Hazard pointers

Posted Sep 13, 2024 19:59 UTC (Fri) by pbonzini (subscriber, #60935)
Parent article: The RCU API, 2024 edition

What is the intended use case for hazard pointers? Do you envision them used by "normal" code just like RCU, or only under special circumstances?

Hazard pointers

Posted Sep 14, 2024 13:28 UTC (Sat) by PaulMcKenney (✭ supporter ✭, #9624) [Link] (6 responses)

The thing that made it clear that hazard pointers are needed was the recent reworking of reference-count acquisition to better handle high contention for a case in which a reference needed to be acquired within an RCU read-side critical section.

Of course, we have other ways of dealing with this, for example per-CPU refcounts. Which work very well and thus see a lot of use. But in this case, their per-object memory overhead was too much for traffic to bear. A similar effect may often be achieved using SRCU, but only when it is OK for long readers to block updates. All in all, we have taken RCU quite a bit farther than I would have guessed possible 25 years ago, but we are starting to find areas where more is needed.

Hazard pointers is a good match for this situation. A reference may be acquired without contention, and no per-object storage is required.

To be sure, hazard pointers is limited in its own way: (1) Heavy barriers are needed for acquiring a reference, or, alternatively, IPIs or RCU readers. (2) Unlike RCU, hazard pointers can say "no" to a reference acquisition.

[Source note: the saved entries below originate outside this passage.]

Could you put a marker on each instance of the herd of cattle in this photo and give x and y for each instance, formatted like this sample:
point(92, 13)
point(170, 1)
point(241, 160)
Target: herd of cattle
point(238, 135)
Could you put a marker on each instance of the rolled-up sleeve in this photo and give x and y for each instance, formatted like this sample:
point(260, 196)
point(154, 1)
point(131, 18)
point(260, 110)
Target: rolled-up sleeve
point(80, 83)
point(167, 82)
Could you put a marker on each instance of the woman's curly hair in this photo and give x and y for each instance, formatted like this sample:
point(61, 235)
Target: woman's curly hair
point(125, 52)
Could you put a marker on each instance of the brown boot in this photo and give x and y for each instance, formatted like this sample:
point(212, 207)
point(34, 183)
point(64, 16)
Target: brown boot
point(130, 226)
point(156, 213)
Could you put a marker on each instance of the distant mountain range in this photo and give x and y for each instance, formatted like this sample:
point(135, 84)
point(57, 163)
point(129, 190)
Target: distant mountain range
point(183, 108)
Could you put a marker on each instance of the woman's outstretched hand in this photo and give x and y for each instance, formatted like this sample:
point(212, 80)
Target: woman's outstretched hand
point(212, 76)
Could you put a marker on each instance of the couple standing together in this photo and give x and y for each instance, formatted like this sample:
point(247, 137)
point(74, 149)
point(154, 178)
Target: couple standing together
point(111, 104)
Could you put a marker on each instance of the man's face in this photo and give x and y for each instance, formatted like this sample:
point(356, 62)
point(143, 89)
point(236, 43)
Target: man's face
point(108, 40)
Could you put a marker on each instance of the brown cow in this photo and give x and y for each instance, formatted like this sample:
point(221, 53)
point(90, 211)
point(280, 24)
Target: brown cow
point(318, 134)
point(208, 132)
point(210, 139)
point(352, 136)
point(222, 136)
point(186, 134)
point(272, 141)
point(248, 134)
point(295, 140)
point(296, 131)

But that was already the case in the aforementioned situation. (3) Like RCU, hazard pointers involves deferred reclamation, but is often more able to do emergency reclamations. (4) Hazard pointers is new code and will require some work to stabilize, just like RCU did, and sometimes still does.

So, I expect hazard pointers to initially be used only under special circumstances. Longer term, who knows?

Hazard pointers

Posted Oct 1, 2024 19:48 UTC (Tue) by jseigh (guest, #173778) [Link] (5 responses)

The implementation of an asymmetric memory barrier for hazard pointers, as well as other things, is going to have a vcpu preemption problem also.

Asymmetric memory barriers, that are used to eliminate the need for the expensive memory barrier in a hazard pointer read, look for events on the other processors which would constitute a memory barrier on the other processors. Examples would be context switches, cpu in a wait state, and ipi interrupt handling. The former 2 being used as quiescent states by RCU (if I'm guessing correctly), hence the use of RCU in an asymmetric memory barrier implementation. A vcpu wait state would also constitute a memory barrier, so if they were observable, they to could be used to avoid vcpu preemption issues in a asymmetric memory barrier implementation.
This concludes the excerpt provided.